LeoFCardoso / pdf2pdfocr

A free tool to OCR a PDF and add a text "layer" in the original file, making a searchable PDF. Use only open source tools. Please tip!
Apache License 2.0
266 stars 33 forks source link

Output file could not be created #21

Closed kenyonit closed 3 years ago

kenyonit commented 3 years ago

Any ideas why this would be failing? Unable to generate a final PDF

pdf2pdfocr.py -i test.pdf -o test2.pdf -v -k -r 200

[2020-11-03 11:16:18.697012] [LOG] Tesseract can 'textonly_pdf': True [2020-11-03 11:16:18.702393] [LOG] Tesseract version: 4 [2020-11-03 11:16:18.702628] [DEBUG] cuneiform not available [2020-11-03 11:16:18.716257] [DEBUG] Temp dir is /tmp/ [2020-11-03 11:16:18.716342] [DEBUG] Prefix is C6UIH [2020-11-03 11:16:18.716374] [DEBUG] Script dir is /usr/local/bin/ [2020-11-03 11:16:18.716462] [DEBUG] Parallel operations will use 1 CPUs [2020-11-03 11:16:18.716560] [LOG] Welcome to pdf2pdfocr version 1.6.1 marapurense - https://github.com/LeoFCardoso/pdf2pdfocr [2020-11-03 11:16:18.719250] [LOG] Input file /home/john/test.pdf: type is application/pdf [2020-11-03 11:16:18.720583] [DEBUG] Output file: test2.pdf for PDF and test2.pdf.txt for TXT [2020-11-03 11:16:18.720644] [LOG] Converting input file to images... [2020-11-03 11:16:19.544142] [LOG] Starting OCR with tesseract... [2020-11-03 11:16:19.550422] [LOG] Waiting for OCR to complete. 0/1 pages completed... [2020-11-03 11:16:24.553051] [LOG] OCR completed [2020-11-03 11:16:24.553681] [DEBUG] We have 1 ocr'ed files [2020-11-03 11:16:24.557630] [DEBUG] Joined ocr'ed PDF files [2020-11-03 11:16:24.557677] [DEBUG] Merging with OCR [2020-11-03 11:16:24.564783] [DEBUG] Fail to merge source PDF with extracted OCR text. Trying to fix source PDF to build final file... [2020-11-03 11:16:25.222864] [DEBUG] Merging with OCR Output file could not be created :( Exiting with error code.

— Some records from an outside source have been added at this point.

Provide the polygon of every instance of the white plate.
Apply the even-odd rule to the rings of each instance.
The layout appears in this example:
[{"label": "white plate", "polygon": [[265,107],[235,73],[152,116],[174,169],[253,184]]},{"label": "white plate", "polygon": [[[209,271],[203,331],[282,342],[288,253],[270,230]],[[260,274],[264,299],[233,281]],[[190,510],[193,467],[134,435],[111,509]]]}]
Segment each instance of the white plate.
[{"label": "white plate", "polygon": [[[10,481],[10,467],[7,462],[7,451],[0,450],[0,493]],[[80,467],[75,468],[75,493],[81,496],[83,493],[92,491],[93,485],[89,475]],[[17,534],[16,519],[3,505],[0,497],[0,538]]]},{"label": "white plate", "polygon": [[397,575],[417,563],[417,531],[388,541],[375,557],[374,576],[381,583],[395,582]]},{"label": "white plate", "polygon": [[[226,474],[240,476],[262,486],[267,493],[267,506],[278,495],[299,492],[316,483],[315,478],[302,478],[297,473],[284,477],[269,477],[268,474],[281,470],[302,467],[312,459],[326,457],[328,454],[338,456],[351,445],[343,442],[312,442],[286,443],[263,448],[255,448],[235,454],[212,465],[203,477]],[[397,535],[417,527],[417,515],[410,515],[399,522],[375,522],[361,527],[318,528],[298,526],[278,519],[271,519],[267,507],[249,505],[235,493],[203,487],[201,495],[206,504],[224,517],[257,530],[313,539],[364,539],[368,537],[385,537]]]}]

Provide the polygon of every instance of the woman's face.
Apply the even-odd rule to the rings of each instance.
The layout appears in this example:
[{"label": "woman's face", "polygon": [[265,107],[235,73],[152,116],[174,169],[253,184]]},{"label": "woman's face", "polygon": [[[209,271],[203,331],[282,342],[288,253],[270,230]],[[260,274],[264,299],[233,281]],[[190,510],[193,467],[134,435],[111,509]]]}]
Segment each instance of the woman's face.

LeoFCardoso commented 3 years ago

Hi there, thanks for you message. Can you try with complete path in "-o" flag? If it keep failing, can you share input pdf ?

kenyonit commented 3 years ago

Hi there, tested with complete path and still the same outcome. Here is the sample file: test.pdf

LeoFCardoso commented 3 years ago

Works for me... :( Can you please check your qpdf version (qpdf --version) ?

kenyonit commented 3 years ago

qpdf version 8.2.1

LeoFCardoso commented 3 years ago

We need qpdf minimum 8.4.1 ... I'l fix the code to handle this situation. Can you try the upgrade? Another workaround you can try is to edit line 420, to cmd_qpdf = ""

kenyonit commented 3 years ago

Tested, works with qpdf-10.0.3 Also tested workaround - works too! Cheers!

LeoFCardoso commented 3 years ago

Great! I'm fixing the code now...

kenyonit commented 3 years ago

Thanks for the fast turn around, very much appreciated!